Understanding Continual Learning Settings with Data Distribution Drift Analysis
Timothée Lesort, Massimo Caccia, Irina Rish
TL;DR
This paper reframes continual learning through a drift-centric lens by introducing a hidden context variable $C$ to capture non-stationarity in data distributions. It distinguishes drift types—Real Concept Drift ($P(y|x)$ changes with fixed $P(x)$), Virtual Drift ($P(x)$ changes with fixed $P(y|x)$), and subtypes such as Virtual Concept Drift and Domain Drift—and discusses criterion drift where the learning objective itself changes. It analyzes evaluation protocols, proposing two main paradigms: online cumulative performance and current/final performance, and surveys assumptions about drifts (stationarities, patterns, and intensity) to tailor learning strategies. The paper then delineates three real-life CL scenarios—Incremental Learning, Lifelong Learning, and Learning under real-concept drifts—providing formalizations and examples, and discusses the implications for benchmarks, supervision, and meta-learning. Overall, the work offers a unified framework to characterize CL problems by distribution drifts, aiming to improve benchmark design and facilitate transfer to real-world settings.
Abstract
Classical machine learning algorithms often assume that the data are drawn i.i.d. from a stationary probability distribution.
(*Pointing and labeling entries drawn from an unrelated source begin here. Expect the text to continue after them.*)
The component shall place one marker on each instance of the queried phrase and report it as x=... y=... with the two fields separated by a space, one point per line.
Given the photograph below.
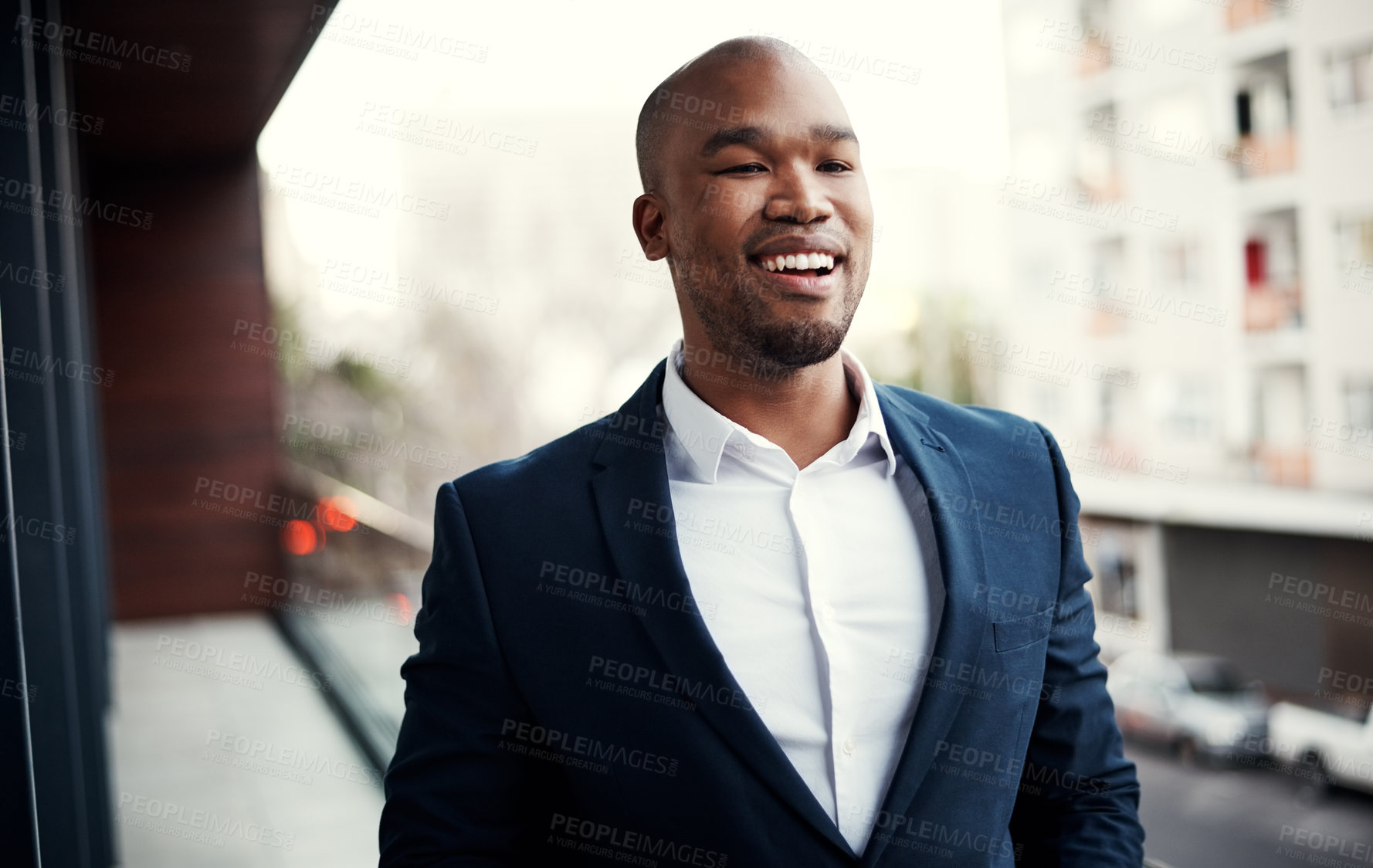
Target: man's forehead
x=746 y=105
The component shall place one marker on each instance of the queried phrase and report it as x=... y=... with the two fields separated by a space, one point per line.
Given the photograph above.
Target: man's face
x=771 y=173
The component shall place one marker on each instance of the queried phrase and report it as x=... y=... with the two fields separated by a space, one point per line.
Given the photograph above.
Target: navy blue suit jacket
x=568 y=705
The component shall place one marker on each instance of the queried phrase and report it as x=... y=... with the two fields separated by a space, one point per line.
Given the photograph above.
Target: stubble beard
x=732 y=305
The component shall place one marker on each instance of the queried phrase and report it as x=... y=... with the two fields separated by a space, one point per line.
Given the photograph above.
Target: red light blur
x=300 y=537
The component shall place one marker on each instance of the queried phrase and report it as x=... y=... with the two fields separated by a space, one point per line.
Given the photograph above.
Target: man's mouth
x=801 y=264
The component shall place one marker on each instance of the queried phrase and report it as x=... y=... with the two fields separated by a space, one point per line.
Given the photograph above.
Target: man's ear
x=651 y=225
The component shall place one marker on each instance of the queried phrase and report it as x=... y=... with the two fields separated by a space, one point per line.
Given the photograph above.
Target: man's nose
x=798 y=197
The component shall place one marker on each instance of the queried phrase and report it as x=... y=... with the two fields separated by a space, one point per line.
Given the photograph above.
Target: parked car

Recently, continual learning emerged as a rapidly growing area of machine learning where this assumption is relaxed, i.e. where the data distribution is non-stationary and changes over time. This paper represents the state of data distribution by a context variable $c$. A drift in $c$ leads to a data distribution drift. A context drift may change the target distribution, the input distribution, or both. Moreover, distribution drifts might be abrupt or gradual. In continual learning, context drifts may interfere with the learning process and erase previously learned knowledge; thus, continual learning algorithms must include specialized mechanisms to deal with such drifts. In this paper, we aim to identify and categorize different types of context drifts and potential assumptions about them, to better characterize various continual-learning scenarios. Moreover, we propose to use the distribution drift framework to provide more precise definitions of several terms commonly used in the continual learning field.